Aber das Schicksal hatte es anders bestimmt. Kaum war er den schmalen Fußweg zu dem tannenumsäumten Flußbett hinuntergeklettert, als er in dem Unterholz ein ganz ungewohntes Rascheln hörte und eine Stimme vernahm, bei deren Klang er zusammenfuhr: es war ihre Stimme! Im Nu war ihm der Fischfang völlig aus dem Sinn. Klopfenden Herzens, mit halbgeöffneten Lippen und weitoffenen Augen erwartete Leonidas das Nahen seiner Gottheit, furchtsam wie ein Jüngferlein beim ersten Stelldichein.

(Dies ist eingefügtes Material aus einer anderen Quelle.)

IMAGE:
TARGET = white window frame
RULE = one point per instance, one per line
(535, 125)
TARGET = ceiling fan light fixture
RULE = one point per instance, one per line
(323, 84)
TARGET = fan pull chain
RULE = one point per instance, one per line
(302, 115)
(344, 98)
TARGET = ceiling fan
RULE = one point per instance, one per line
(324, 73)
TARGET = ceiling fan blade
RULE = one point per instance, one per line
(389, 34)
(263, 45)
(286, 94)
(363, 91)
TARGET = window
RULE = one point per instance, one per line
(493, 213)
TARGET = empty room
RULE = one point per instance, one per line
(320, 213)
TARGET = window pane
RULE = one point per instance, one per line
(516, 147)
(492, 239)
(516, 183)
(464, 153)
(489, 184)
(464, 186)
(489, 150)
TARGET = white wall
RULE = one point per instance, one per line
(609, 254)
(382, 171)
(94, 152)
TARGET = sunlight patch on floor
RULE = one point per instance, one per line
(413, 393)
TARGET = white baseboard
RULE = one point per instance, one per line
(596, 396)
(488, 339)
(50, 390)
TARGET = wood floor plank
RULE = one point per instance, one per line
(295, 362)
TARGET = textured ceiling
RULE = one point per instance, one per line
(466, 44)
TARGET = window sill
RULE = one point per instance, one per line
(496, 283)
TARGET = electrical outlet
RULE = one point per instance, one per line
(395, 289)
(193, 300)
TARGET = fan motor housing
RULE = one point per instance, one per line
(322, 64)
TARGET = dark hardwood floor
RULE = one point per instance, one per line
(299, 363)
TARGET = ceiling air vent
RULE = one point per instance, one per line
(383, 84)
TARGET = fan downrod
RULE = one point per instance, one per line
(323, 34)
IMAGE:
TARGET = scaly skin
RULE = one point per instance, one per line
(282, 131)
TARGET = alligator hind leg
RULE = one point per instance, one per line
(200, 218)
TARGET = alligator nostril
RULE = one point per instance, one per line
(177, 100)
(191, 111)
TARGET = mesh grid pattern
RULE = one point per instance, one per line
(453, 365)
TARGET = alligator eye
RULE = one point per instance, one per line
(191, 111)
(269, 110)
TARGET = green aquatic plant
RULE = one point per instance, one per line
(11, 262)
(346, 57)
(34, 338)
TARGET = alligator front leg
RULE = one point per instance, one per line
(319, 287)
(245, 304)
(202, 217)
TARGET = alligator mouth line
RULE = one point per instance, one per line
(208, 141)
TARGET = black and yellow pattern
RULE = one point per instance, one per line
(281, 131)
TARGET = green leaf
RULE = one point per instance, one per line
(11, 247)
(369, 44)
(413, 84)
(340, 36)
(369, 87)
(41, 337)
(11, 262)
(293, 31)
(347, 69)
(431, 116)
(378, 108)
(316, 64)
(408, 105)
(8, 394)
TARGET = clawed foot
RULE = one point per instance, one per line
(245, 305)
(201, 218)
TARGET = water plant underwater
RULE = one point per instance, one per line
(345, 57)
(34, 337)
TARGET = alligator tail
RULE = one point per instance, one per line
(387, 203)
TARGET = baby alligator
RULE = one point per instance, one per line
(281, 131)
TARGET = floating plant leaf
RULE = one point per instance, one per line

Aber Frau Burroughs war entschieden nicht in der entsprechenden Stimmung. Nicht nur, daß ihr hübsches Gesicht von der Sonne gerötet war, daß feuchte Strähne der gelösten Frisur auf ihre Stirn hingen, und ihre zierlichen roten Hausschuhe mit Staub überzogen waren, in ihren Augen und noch mehr in den zusammengezogenen Nasenflügeln zitterte der Zorn, als sie jetzt keuchend vor ihm stand.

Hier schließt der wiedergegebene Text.